Lebih lanjut lagi, kata Radius, orang yang berasal dari keluarga miskin mungkin tidak memiliki akses yang memadai terhadap pendidikan keuangan atau literasi digital. Mereka bisa kurang memahami risiko finansial yang terkait dengan perjudian.


“Kurangnya pengetahuan ini membuat mereka lebih mudah terjerat dalam jebakan yang ditawarkan oleh situs judi online,”katanya. 


Ia menjelaskan, beberapa orang yang hidup dalam ketidakpastian finansial merasa tidak memiliki banyak pilihan untuk memperbaiki situasi mereka. Mereka terjebak dalam pola pikir bahwa judi adalah satu-satunya cara untuk keluar dari kemiskinan, meskipun pada kenyataannya judi justru berisiko menambah beban finansial mereka.


Radius menegaskan, pemberantasan judi online, terutama yang menyasar masyarakat miskin, memerlukan pendekatan yang holistik dan multi-sektoral, di mana pemerintah memiliki peran yang sangat penting. 


“Selain menyentuh level bawah seperti RT/RW peran pemerintah dalam hal ini bisa dibagi dalam beberapa dimensi, yang melibatkan kebijakan, regulasi, edukasi, serta perlindungan sosial dan ekonomi seperti peningkatan regulasi dan penegakan hukum,”katanya. 


Radius juga mencontohkan, terutama yang berfokus pada masyarakat rentan, karena sejauh ini ada, tapi belum masif.  Kampanye ini bisa dilakukan melalui media sosial, televisi, radio, dan kegiatan di tingkat komunitas. 

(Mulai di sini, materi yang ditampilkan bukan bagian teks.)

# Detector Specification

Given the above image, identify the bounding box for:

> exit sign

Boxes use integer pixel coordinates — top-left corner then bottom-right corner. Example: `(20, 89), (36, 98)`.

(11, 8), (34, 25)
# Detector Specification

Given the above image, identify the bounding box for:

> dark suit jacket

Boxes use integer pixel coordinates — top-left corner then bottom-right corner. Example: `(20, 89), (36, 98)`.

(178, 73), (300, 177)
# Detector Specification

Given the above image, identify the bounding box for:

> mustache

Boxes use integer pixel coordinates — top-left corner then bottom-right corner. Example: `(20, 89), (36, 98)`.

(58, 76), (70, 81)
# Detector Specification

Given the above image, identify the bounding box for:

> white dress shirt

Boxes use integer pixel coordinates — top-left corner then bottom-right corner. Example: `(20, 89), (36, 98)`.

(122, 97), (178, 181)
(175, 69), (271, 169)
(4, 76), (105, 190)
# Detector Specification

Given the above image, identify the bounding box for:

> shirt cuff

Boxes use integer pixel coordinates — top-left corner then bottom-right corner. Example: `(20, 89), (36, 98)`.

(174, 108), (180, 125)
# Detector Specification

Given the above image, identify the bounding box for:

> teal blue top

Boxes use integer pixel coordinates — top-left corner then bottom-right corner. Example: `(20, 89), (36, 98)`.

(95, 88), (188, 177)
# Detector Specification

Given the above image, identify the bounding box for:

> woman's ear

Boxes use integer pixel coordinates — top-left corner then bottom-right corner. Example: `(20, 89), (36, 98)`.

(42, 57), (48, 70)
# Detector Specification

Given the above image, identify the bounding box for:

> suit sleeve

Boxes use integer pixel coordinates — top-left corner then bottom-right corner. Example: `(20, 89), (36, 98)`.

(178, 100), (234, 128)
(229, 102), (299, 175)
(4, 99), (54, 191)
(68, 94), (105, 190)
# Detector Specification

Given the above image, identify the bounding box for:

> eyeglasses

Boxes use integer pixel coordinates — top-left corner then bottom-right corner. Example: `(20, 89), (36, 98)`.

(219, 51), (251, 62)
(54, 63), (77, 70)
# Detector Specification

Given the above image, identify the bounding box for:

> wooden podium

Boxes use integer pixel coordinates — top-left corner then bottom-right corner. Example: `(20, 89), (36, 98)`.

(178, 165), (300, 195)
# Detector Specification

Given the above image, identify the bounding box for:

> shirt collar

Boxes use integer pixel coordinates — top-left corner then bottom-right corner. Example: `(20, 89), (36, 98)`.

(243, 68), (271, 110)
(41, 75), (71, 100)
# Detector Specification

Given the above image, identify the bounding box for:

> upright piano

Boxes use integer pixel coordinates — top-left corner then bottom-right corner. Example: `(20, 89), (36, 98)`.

Terakhir, Radius menegaskan pemerintah harus memainkan peran utama dalam menanggulangi masalah ini melalui kebijakan yang melibatkan banyak sektor.


“Ini persoalan serius, jika sedikit saja abai tentu akan memperpanjang tingginya kriminalitas dan persolalan-persoalan lain, pasalnya mereka bisa beralih ke tindakan kriminal untuk menutupi kerugian mereka, seperti mencuri, penipuan, atau tindakan ilegal lainnya,”pungkasnya.